Anne Halsall is the co-founder and chief product officer of Winnie, a digital platform that helps parents connect with childcare providers, daycare centers and preschools. She met her co-founder Sara Mauskopf while working at Postmates. “We bonded as the only moms in product, and we’d talk about how few tech solutions exist for parents. It’s a culture shock for millennials. You are used to having an app for everything, but then becoming a parent is like taking a step back in time. So we quit our jobs and started work on Winnie!”
Motherhood has changed Anne’s career in so many ways, both good and bad. “We couldn’t figure out childcare with my first. I didn’t think we could afford a nanny—plus, I had no idea how to find one or manage one. The daycares I could find online were all full. My six weeks of leave ran out and I quit my full-time job at a promising startup because we just couldn’t figure it out. I came back eventually, but took a salary hit and unvested equity. It wasn’t great.” But it was an experience that eventually led to Winnie, helping other parents solve those problems more easily.
“Childcare challenges are many and diverse—cost, availability, quality—but there is also huge a problem of information. A large segment of licensed daycare providers are not online in any meaningful way.
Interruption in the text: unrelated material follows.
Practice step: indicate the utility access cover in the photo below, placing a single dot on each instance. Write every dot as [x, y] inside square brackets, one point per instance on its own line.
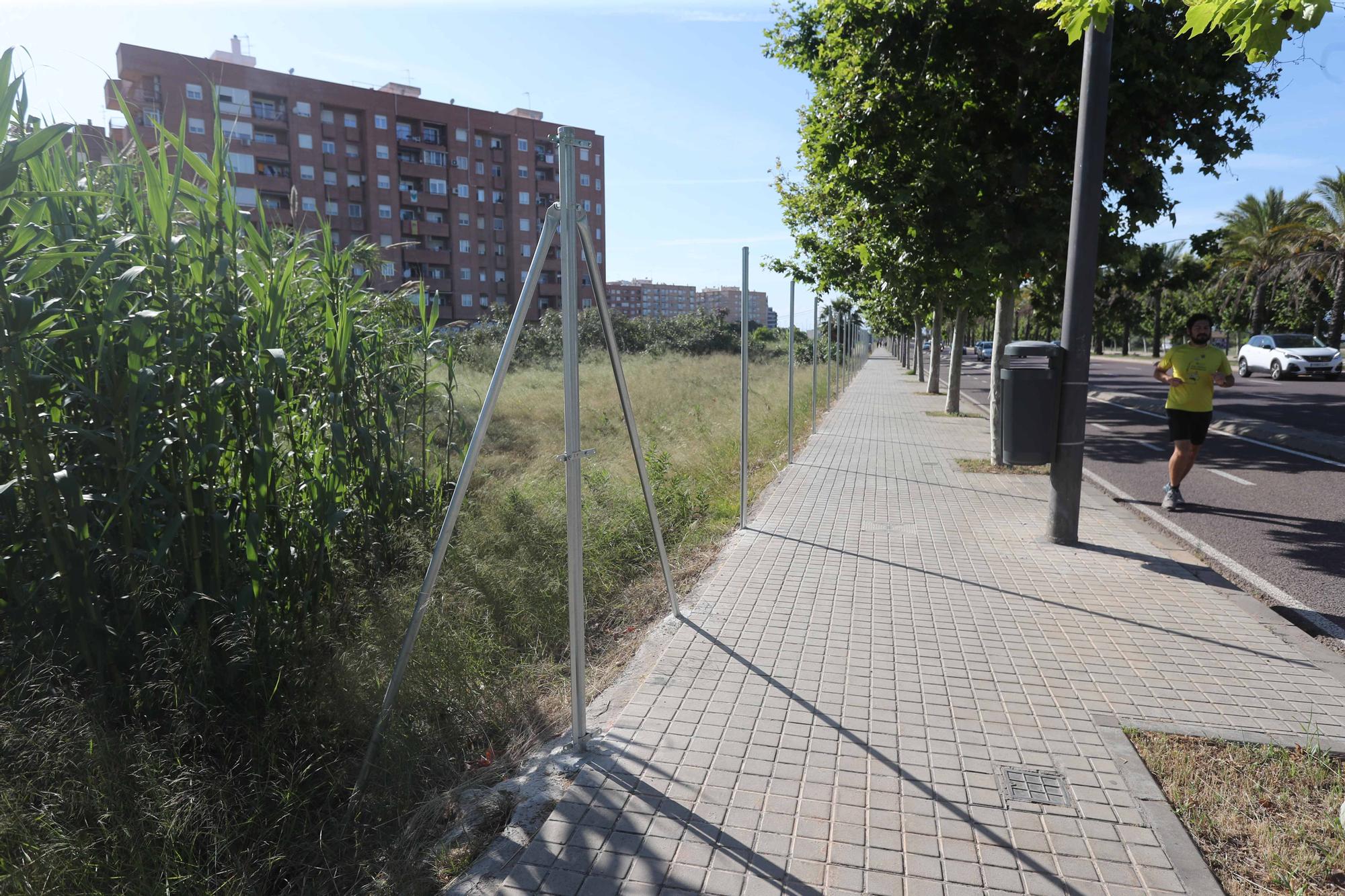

Can you imagine searching for restaurants and half of your options don't even show up? What ends up happening with childcare is that the parent — usually the mother — feels like she has fewer options than she actually does. That is a big, big problem. Maybe she would prefer to work fewer hours but can't find a program with part-time options, so she feels stuck in her full-time position paying for full-time care. Maybe she only considers higher-priced centers and ends up leaving the paid workforce because she can't justify the costs. The downstream effects of this information problem on women's health and happiness are significant. We need to fix it.”
For Anne, “a family-friendly culture is the same thing as an employee-friendly culture. We value impact and results, not hours spent in the office. We use tools like Slack and Google Docs to make it easy to collaborate without being in the same room together. No one is expected to work long hours, and everyone is expected to have a life outside work. When flexibility is baked into the process I truly believe it makes everyone happier and more productive — not just parents.”
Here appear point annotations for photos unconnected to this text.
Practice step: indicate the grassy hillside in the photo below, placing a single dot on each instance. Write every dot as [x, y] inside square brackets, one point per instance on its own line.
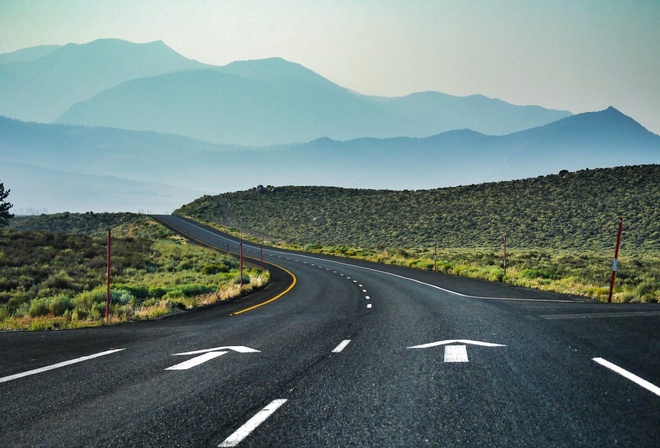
[53, 275]
[560, 229]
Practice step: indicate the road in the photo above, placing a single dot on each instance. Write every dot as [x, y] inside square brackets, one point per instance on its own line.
[354, 354]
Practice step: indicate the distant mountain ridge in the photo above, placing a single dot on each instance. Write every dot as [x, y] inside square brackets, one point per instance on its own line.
[115, 83]
[594, 140]
[273, 101]
[43, 82]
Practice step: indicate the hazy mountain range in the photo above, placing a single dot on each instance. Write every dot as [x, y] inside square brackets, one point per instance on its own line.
[140, 127]
[90, 168]
[151, 87]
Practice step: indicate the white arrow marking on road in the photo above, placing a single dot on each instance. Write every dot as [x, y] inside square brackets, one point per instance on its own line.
[196, 361]
[457, 353]
[460, 341]
[236, 348]
[207, 355]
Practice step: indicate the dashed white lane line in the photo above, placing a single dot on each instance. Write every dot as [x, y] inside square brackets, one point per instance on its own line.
[456, 353]
[341, 346]
[252, 424]
[631, 376]
[58, 365]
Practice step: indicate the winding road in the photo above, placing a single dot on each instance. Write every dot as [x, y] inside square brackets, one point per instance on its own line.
[349, 354]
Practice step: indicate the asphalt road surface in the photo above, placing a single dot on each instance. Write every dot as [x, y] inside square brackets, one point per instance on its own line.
[349, 354]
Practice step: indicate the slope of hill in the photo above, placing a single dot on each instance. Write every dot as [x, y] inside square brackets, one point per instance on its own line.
[276, 102]
[563, 211]
[41, 88]
[27, 54]
[34, 187]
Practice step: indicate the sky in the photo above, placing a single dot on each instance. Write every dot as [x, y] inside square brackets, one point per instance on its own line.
[578, 55]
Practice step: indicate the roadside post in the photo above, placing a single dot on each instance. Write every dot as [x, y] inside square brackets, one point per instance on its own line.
[240, 247]
[107, 291]
[616, 259]
[505, 254]
[262, 257]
“We also offer very good health coverage and cover a sizable portion of the cost for dependents. This is a tough thing at an early stage startup, but at the end of the day we want our employees to feel like they don't have to make compromises to work at Winnie, especially not with their own health or the health of their family. We also are one of very, very few tech startups that offers 12 weeks of paid parental leave for both men and women.”
She also mentions that the unique schedule at her children’s school helps her and her husband in their professional lives as well, “Their school day goes until 5 pm, and the day includes a variety of extracurriculars like music, art, and dance. Instead of having to figure out what to do from 3 - 5pm or schlep them around to their activities ourselves, it's all built into their day.”
Startup work is demanding, but so worth it, Anne says, “My oldest son is six and tells anyone who will listen that his mom is ‘the boss of Winnie’ and he is going to work there someday. So I'm pretty motivated to keep this thing going for him!”